También nos choca por lo peculiar su insistencia en torno a la vacuna, la última, en el mensaje navideño Urbi et Orbi. Su primer deseo, el primero, ha sido vacunas para todos. Así lo contaba, diciendo que “aparecen varias luces de esperanza, como los descubrimientos de vacunas”. “Pero – ha asegurado – para que estas luces iluminen y traigan esperanza a todo el mundo, deben estar disponibles para todos”. “No podemos dejar que los nacionalismos cerrados nos impidan vivir como la verdadera familia humana que somos. Tampoco podemos dejar que el virus del individualismo radical nos supere y nos haga indiferentes al sufrimiento de otros hermanos y hermanas. No puedo ponerme por delante de los demás, poniendo las leyes del mercado y las patentes de invención por encima de las leyes del amor y la salud de la humanidad”. Es por ello que ha pedido a líderes estatales, empresas e organismos internacionales “que promuevan la cooperación y no la competencia, y que busquen una solución para todos: vacunas para todos, especialmente para los más vulnerables y necesitados en todas las regiones del Planeta”.

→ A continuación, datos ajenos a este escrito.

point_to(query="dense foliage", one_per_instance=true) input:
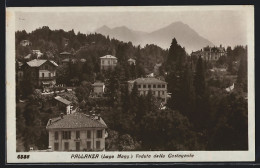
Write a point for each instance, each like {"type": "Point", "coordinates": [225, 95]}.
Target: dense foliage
{"type": "Point", "coordinates": [199, 115]}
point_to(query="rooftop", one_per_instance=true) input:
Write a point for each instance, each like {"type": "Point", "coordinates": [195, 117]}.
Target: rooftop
{"type": "Point", "coordinates": [75, 120]}
{"type": "Point", "coordinates": [64, 101]}
{"type": "Point", "coordinates": [65, 53]}
{"type": "Point", "coordinates": [147, 80]}
{"type": "Point", "coordinates": [109, 56]}
{"type": "Point", "coordinates": [131, 59]}
{"type": "Point", "coordinates": [39, 62]}
{"type": "Point", "coordinates": [98, 84]}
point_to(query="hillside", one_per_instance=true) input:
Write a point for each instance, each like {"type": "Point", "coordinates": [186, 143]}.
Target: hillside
{"type": "Point", "coordinates": [184, 34]}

Ahora, la denuncia de los ricos y poderosos que atesoran para sí las cosas buenas y aún necesarias, dejando sin ellas a los pobres de este mundo es un mensaje que siempre ha tenido un gran éxito, una retórica que siempre funciona porque, además, es real. Pero en este caso no tiene demasiado sentido. Los gobiernos han comprado ya, antes incluso de que se conozcan sus efectos secundarios a largo plazo, millones de dosis de las vacunas disponibles, desarrolladas con una precipitación sin precedentes, y su preocupación no es precisamente que no lleguen las dosis a los más necesitados, a esos ‘descartados’ citados por Su Santidad con tanta frecuencia, sino más bien al contrario: que demasiada gente se niegue a vacunarse.

La inmunización social no es como otros bienes, que pueden ser acaparados por unos cuantos sin más. Para que funcione como bien social es necesario que la vacunación se generalice y así quede inmunizada la sociedad entera. Y ahí entran pobres y ricos, poderosos y desposeídos. Es decir, el Papa se alarma de un riesgo que es casi el perfecto contrario del riesgo real, el que preocupa a nuestros gobernantes.

Por último, este centrarse del Papa en una enfermedad que afortunadamente tiene una bajísima tasa de letalidad le ha llevado este año a hacerle a los indigentes de Roma el más extraño de los regalos navideños: 4.000 pruebas de diagnóstico.

No podría jurarlo, pero apostaría a que cualquier tipo que viva en la calle o en la miseria hubiera preferido cualquier otra cosa del mismo o inferior valor. ¿Para qué le sirve a un indigente una prueba de Covid? Dé positivo o negativo, su vida no va a cambiar en absoluto, ni va a poder ignorar toques de queda o necesidad de distancia social u obligatoriedad de llevar sofocantes mascarillas.